Meanwhile, Over in North Carolina

When last the Voice reported on North Carolina’s review of the Atlantic Coast Pipeline (December, 2017), North Carolina was still asking for more information from the developers.  North Carolina’s decision on whether or not to approve the pipeline would depend upon the information it received.

The question is whether or not North Carolina would certify that the pipeline construction would not cause a violation of North Carolina’s water quality standards. This is the same question that West Virginia had the opportunity to consider.  West Virginia declined the opportunity to review the permit and possibly impose conditions upon it to protect West Virginia’s waters.  See the story in the January, 2018, issue of The Highlands Voice.

North Carolina must have gotten the information it thought it needed.  In late January, 2018, it issued the 401 Certification.  In doing so, it said,

DEQ left no stone unturned in our exhaustive eight month review of every aspect of the 401 application,” said DEQ Secretary Michael Regan, in a press release on Friday. “Our job doesn’t end with the granting of the permit but continues as we hold the company accountable to live up to its commitments.”

While the Department of Environmental Quality may have been confident in its decision, others were not so sure.  An attorney for the Southern Environmental Law Center expressed skepticism both about the completeness of the data that the DEQ relied upon and the ability of the DEQ to follow up and hold the company accountable.
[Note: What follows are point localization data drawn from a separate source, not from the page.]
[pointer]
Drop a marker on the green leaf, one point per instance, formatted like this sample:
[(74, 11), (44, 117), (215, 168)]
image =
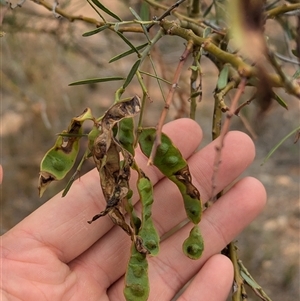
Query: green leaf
[(99, 29), (280, 101), (96, 80), (131, 74), (128, 42), (145, 11), (123, 54), (106, 10), (156, 77), (223, 78), (250, 281)]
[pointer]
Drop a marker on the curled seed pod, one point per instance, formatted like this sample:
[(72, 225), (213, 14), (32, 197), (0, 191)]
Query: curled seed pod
[(136, 277), (126, 135), (168, 158), (193, 246), (170, 162), (147, 231), (59, 160)]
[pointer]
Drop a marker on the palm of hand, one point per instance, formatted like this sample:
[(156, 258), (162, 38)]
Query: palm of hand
[(55, 255)]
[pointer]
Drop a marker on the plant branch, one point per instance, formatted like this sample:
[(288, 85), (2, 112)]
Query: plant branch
[(85, 19), (223, 132), (168, 102), (244, 69), (279, 10)]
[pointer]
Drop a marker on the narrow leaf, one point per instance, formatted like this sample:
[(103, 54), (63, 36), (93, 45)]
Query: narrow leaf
[(123, 54), (96, 80), (145, 11), (156, 77), (208, 9), (223, 78), (131, 73), (278, 144), (296, 74), (128, 42), (99, 29), (280, 101), (106, 10)]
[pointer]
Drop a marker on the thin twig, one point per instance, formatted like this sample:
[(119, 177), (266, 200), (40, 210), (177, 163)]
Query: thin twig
[(168, 102), (219, 146), (166, 13)]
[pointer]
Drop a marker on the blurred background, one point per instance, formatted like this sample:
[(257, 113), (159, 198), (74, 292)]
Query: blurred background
[(41, 55)]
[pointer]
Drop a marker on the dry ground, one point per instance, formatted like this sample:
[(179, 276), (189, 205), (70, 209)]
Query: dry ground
[(37, 103)]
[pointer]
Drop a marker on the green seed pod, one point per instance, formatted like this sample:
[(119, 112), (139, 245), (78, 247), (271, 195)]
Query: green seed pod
[(126, 135), (170, 162), (193, 246), (168, 157), (59, 160), (147, 231), (136, 277)]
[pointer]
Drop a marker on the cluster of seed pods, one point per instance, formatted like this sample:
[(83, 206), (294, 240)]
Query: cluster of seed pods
[(112, 145)]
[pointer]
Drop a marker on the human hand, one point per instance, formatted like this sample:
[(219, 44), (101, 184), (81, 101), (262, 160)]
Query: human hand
[(54, 254)]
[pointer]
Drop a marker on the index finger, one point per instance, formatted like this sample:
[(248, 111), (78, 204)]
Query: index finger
[(62, 222)]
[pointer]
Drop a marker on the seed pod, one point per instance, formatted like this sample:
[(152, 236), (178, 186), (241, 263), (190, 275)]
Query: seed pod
[(170, 162), (147, 231), (136, 277), (59, 160), (193, 246), (126, 135)]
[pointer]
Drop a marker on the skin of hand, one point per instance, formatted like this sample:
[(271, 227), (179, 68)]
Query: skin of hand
[(54, 254)]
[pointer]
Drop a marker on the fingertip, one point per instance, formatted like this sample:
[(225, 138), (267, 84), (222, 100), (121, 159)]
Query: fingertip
[(213, 281), (187, 128), (239, 143), (258, 191)]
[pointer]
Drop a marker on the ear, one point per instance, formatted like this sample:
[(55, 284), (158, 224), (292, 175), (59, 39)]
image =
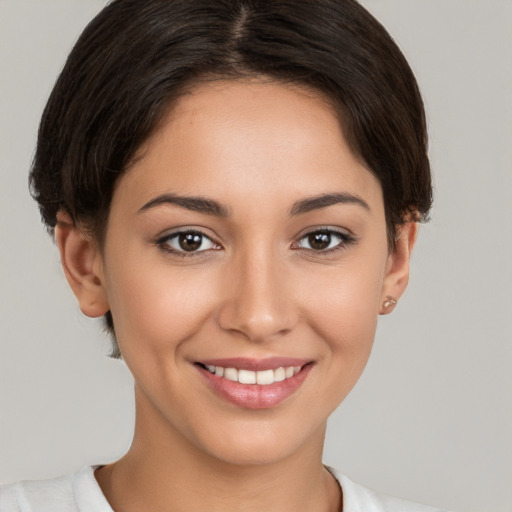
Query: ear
[(397, 268), (83, 266)]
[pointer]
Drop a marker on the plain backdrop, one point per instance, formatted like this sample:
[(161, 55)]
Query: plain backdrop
[(431, 418)]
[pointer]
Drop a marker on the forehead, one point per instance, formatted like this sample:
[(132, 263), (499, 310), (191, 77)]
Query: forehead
[(252, 139)]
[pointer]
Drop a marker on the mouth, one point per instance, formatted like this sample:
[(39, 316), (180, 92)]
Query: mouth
[(255, 384)]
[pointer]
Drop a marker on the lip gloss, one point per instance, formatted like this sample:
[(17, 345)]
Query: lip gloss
[(255, 396)]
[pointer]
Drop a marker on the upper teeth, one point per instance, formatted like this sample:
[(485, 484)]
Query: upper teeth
[(263, 377)]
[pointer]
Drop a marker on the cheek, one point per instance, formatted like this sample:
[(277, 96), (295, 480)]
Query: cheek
[(155, 306)]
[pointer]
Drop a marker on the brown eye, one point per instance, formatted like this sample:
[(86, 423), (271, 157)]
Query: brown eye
[(190, 241), (187, 242), (325, 240), (320, 240)]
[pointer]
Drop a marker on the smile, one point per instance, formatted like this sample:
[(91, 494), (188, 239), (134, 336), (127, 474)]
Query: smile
[(255, 384), (262, 377)]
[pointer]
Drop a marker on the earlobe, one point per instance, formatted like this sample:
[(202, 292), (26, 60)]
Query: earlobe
[(397, 269), (82, 265)]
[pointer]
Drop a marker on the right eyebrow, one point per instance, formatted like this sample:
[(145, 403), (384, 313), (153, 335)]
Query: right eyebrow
[(196, 204)]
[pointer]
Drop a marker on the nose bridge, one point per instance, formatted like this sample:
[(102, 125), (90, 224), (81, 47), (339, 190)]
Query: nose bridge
[(257, 303)]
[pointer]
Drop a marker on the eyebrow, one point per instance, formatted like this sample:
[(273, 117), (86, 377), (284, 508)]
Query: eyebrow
[(325, 200), (212, 207), (196, 204)]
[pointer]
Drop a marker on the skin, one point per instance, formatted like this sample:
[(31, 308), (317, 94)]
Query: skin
[(257, 290)]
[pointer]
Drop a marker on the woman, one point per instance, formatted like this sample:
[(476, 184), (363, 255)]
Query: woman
[(235, 186)]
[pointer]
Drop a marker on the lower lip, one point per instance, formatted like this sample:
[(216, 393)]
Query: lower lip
[(255, 396)]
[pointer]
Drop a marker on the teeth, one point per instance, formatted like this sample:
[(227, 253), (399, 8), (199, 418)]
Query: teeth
[(262, 377), (231, 374), (246, 377), (265, 377)]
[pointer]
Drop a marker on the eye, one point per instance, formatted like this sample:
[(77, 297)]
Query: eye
[(186, 242), (324, 240)]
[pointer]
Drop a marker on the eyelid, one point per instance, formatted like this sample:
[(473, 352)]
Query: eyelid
[(161, 242), (346, 238)]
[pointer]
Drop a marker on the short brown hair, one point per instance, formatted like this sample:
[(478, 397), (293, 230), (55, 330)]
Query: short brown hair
[(137, 56)]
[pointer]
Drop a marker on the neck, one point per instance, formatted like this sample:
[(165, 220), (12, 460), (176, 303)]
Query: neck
[(164, 471)]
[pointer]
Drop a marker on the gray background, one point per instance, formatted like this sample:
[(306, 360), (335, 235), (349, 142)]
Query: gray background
[(431, 418)]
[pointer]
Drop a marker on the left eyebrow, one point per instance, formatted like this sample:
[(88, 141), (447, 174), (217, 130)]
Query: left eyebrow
[(325, 200), (197, 204)]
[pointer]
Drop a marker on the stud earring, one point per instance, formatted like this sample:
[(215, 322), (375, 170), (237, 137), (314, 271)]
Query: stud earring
[(390, 301)]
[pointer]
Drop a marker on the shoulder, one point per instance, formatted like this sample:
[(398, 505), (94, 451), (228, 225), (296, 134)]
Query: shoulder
[(357, 498), (78, 492)]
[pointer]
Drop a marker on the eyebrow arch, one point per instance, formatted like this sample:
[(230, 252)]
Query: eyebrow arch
[(196, 204), (324, 200)]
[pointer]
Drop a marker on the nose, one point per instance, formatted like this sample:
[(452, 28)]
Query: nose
[(257, 300)]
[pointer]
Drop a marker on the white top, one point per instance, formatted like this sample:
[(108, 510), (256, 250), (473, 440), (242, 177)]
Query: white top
[(80, 492)]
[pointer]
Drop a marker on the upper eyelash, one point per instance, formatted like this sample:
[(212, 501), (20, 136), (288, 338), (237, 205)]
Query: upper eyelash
[(345, 237), (161, 243)]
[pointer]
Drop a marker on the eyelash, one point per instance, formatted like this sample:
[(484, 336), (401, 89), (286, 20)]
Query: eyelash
[(345, 240)]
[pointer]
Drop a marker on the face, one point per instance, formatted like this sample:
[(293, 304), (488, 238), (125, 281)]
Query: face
[(247, 244)]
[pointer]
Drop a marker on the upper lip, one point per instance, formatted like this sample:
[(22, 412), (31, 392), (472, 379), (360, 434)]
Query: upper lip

The approval was accompanied by an announcement that two of the developers of the pipeline, Dominion Energy and Duke Energy, had agreed to put $57.8 million into a state fund to help offset the pipeline’s environmental costs.  North Carolina Governor Roy Cooper’s office has announced the state would use the money to mitigate damages to natural resources, invest in renewable energy and promote economic development in the eight affected counties.

This agreement has left North Carolinians scratching their heads, calling foul, or both.  The money would not be subject to the usual legislative appropriation process, something some object to.  The Governor does not want to call it a penalty; North Carolina law places restrictions upon how a penalty would be spent.  Or is it a bribe, a word that has passed the lips of some North Carolinians?  Although the payment is not linked to the approval, the developers did get a needed approval at the same time that they agreed to pay the money.

In any event, North Carolina has now followed in West Virginia’s footsteps and approved the Atlantic Coast Pipeline.  How it went about it has given them a lot to sort out.